59.
Lagi.
Bungkusan. Di. Atas. Meja.
Minghao kembali ke kantor segera setelah Jumatan bubar. Geng Wiskul jelas langsung menjelajah tempat kongkow baru, hasil search Zomato. Kebetulan dompet masih hangat bekas gajian tanggal 25. Minghao, kali ini, menolak. Ia lebih ingin beli makan di warteg belakang, sekalian mengirit pengeluaran meski masih awal bulan. Ada rencana-rencana pribadi, selain investasi dan cicilan bulanan yang menjadi tanggungannya.
Dia kembali ke meja untuk menaruh bawaan sebelum turun ke belakang ketika dilihatnya bungkusan itu. Kantung kertas coklat. Minghao mengintip ke dalam.
Tiga nasi kepal bentuk bulat yang besar, warna agak merah-jingga-hijau, sepertinya dicampur cabikan salmon panggang, telur ikan dan sayuran hijau-entah-apa, dibungkus cling wrap. Ada satu kotak kertas ukuran sedang yang kemudian ia buka, hanya untuk menemukan potongan telur gulung, dada ayam tepung panir goreng, salad dengan saus wijen sangrai, juga beberapa potongan apel yang dibentuk mirip kelinci lengkap dengan titik matanya, ditata apik, membuatnya tampak lezat namun tetap indah.
Ya Tuhan...siapa yang cukup gila membuatkannya satu set bento?
Ruangan kantornya kosong. Minghao tidak perlu mencari-cari karena memang tidak ada orang di sana selain dirinya yang duduk terpaku memandangi makanan di depannya. Dahinya berkerut dalam.
Siapa?
Memberi sandwich, teh, kue kering...masih wajar dalam batas yang masuk akal...tapi membuatkannya makan siang lengkap?
Pasti ada yang diinginkan pelaku darinya.

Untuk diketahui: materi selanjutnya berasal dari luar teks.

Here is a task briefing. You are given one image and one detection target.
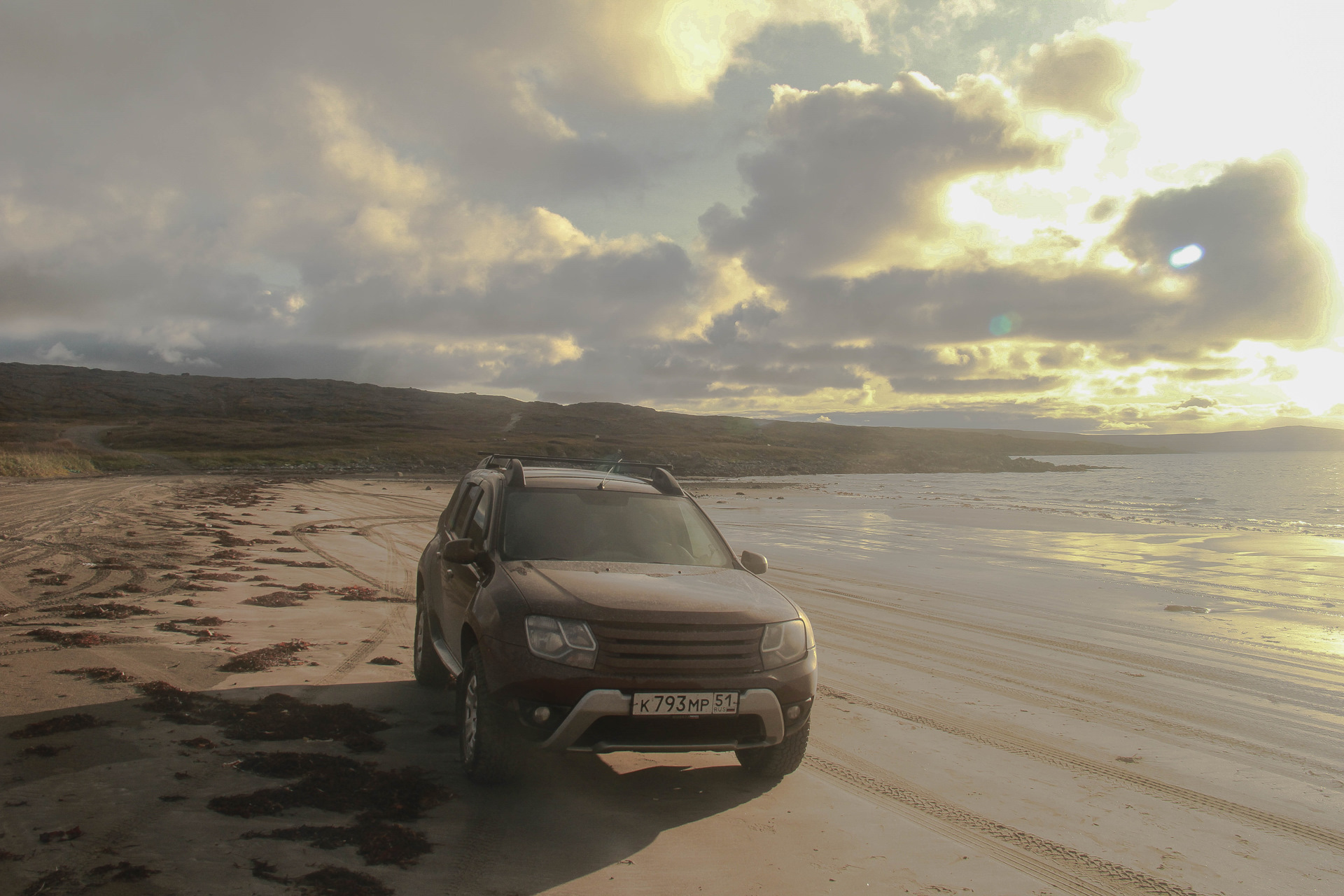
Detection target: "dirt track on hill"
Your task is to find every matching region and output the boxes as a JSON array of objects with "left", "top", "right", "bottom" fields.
[{"left": 0, "top": 475, "right": 1344, "bottom": 896}]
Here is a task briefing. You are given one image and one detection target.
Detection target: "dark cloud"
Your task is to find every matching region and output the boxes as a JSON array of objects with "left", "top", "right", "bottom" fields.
[
  {"left": 1114, "top": 156, "right": 1335, "bottom": 344},
  {"left": 0, "top": 0, "right": 1334, "bottom": 421},
  {"left": 700, "top": 73, "right": 1059, "bottom": 279}
]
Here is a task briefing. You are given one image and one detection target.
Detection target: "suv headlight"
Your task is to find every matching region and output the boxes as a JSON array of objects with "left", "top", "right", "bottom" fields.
[
  {"left": 761, "top": 620, "right": 812, "bottom": 669},
  {"left": 527, "top": 617, "right": 596, "bottom": 669}
]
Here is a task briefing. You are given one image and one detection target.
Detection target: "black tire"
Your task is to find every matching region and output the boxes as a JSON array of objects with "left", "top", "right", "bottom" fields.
[
  {"left": 412, "top": 601, "right": 453, "bottom": 688},
  {"left": 735, "top": 719, "right": 812, "bottom": 778},
  {"left": 457, "top": 646, "right": 519, "bottom": 785}
]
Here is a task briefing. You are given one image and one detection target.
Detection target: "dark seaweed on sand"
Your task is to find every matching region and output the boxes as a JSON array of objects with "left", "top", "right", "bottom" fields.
[
  {"left": 89, "top": 860, "right": 161, "bottom": 884},
  {"left": 57, "top": 666, "right": 136, "bottom": 684},
  {"left": 24, "top": 629, "right": 136, "bottom": 648},
  {"left": 242, "top": 821, "right": 430, "bottom": 868},
  {"left": 137, "top": 681, "right": 391, "bottom": 752},
  {"left": 47, "top": 603, "right": 155, "bottom": 620},
  {"left": 23, "top": 744, "right": 74, "bottom": 759},
  {"left": 9, "top": 712, "right": 111, "bottom": 740},
  {"left": 207, "top": 752, "right": 451, "bottom": 823},
  {"left": 20, "top": 868, "right": 74, "bottom": 896},
  {"left": 294, "top": 865, "right": 395, "bottom": 896}
]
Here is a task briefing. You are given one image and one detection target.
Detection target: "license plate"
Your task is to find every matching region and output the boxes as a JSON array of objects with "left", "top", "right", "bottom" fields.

Maka, Minghao memasukkan kembali seluruh makanan itu ke dalam kantung kertas. Ia menulis sebuah pesan post-it yang ia tempelkan di depan kantung tersebut. Di kertas kuning itu bertuliskan kalimat dalam huruf yang rapi:
Trims, tapi tolong berhenti. Saya nggak bisa beri apa yang kamu mau. Makanan kamu enak. Mungkin bisa coba buka start up di Instagram. Thanks and goodbye – 8
Menghela napas, Minghao meninggalkan kantung itu untuk turun ke bawah, membeli nasi, orek tempe, tongkol cabe, sayur labusiam dan kerupuk putih. Setidaknya, tidak ada harapan digantungkan di makanan warteg, hanya uang.